Map: Bluetongue beperkingsgebieden in Europa per 18 april 2018. Klik hier voor bijgewerkte kaarten
Kernsymptomen
De klinische symptomen zijn het duidelijkst bij schapen, waar de ziekte wordt gekenmerkt door koorts, wijdverspreide bloedingen van het mond- en neusweefsel, overmatig speekselen en neusuitvloeiing. In acute gevallen raken de lippen en de tong gezwollen en deze zwelling kan zich tot onder de onderkaak uitstrekken. Kreupelheid, als gevolg van de zwelling van de schubbenlaag boven de hoeven, en vermagering, als gevolg van een verminderde voederopname door de pijnlijke ontstoken mond, kunnen ook symptomen van deze ziekte zijn. De blauwe tong waaraan de ziekte haar naam ontleent, komt slechts in een klein aantal gevallen voor. Het herstel van de overlevende schapen verloopt langzaam. De hoge koorts bij schapen leidt tot wolbreuken, wat de productieverliezen nog vergroot.
Geiten, runderen en wilde herkauwers zoals herten kunnen gezond lijken wanneer ze besmet zijn. Dit kan leiden tot stille verspreiding door knutten die zich met de besmette dieren voeden.
Verspreiding
Het virus kan niet tussen vatbare dieren worden overgedragen zonder de aanwezigheid van de insectendragers. De incidentie en de geografische verspreiding van blauwtong hangen af van de seizoensomstandigheden, de aanwezigheid van vectordragende insecten, en de beschikbaarheid van de vatbare diersoorten. De dragers van de insecten, bijtende muggen, geven de voorkeur aan warme, vochtige omstandigheden en zijn het talrijkst en actiefst na regenval.
Het virus
Bluetongue-virus overleeft niet buiten de insectvectoren of de vatbare gastheren. Dierlijke karkassen en producten zoals vlees en wol zijn geen methode van verspreiding. De overleving van het virus op een bepaalde plaats hangt af van de vraag of de vector in dat gebied kan overwinteren.

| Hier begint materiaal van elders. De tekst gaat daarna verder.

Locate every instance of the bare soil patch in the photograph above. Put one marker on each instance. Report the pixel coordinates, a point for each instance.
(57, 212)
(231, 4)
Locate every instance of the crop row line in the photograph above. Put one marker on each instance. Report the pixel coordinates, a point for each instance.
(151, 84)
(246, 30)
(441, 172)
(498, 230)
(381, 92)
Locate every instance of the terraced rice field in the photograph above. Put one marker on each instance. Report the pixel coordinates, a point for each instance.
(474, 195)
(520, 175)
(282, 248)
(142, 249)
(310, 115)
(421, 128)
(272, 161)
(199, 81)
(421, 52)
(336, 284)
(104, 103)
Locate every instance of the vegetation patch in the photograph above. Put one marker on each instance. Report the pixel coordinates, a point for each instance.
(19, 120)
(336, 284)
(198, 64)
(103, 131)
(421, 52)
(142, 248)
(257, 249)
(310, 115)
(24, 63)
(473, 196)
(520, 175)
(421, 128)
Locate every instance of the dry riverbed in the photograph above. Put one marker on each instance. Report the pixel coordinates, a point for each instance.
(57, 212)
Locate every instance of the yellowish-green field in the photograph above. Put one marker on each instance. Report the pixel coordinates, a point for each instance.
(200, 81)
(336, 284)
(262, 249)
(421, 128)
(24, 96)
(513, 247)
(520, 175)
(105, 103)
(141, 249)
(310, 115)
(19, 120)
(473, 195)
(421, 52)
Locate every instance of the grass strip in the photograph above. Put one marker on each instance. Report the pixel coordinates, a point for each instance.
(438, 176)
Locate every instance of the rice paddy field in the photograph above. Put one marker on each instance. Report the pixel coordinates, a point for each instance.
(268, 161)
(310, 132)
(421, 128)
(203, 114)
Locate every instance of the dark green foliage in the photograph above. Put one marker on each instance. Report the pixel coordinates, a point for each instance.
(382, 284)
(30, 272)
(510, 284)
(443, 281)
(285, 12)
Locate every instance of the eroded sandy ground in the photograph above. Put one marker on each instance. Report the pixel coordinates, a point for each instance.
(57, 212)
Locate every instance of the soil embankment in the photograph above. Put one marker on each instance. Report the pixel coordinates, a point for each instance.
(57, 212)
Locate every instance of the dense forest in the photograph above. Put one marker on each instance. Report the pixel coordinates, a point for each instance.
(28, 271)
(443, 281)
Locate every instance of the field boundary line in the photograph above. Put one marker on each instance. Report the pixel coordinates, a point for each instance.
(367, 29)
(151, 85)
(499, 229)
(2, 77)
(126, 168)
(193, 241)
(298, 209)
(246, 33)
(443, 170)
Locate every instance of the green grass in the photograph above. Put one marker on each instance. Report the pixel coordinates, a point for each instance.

Er zijn ten minste 26 verschillende serotypes van het bluetonguevirus geïdentificeerd (en er kunnen er nog meer worden ontdekt). Het BTV-genoom evolueert snel via mutaties. Sommige virusvarianten kunnen worden geselecteerd omdat zij beter zijn aangepast aan de milieuomstandigheden. Deze evolutie en selectie van varianten tijdens de overdracht van BTV tussen vatbare dieren en vectoren (knutten) lijken het belangrijkste mechanisme te zijn dat leidt tot de genetische diversiteit tussen BTV-veldstammen.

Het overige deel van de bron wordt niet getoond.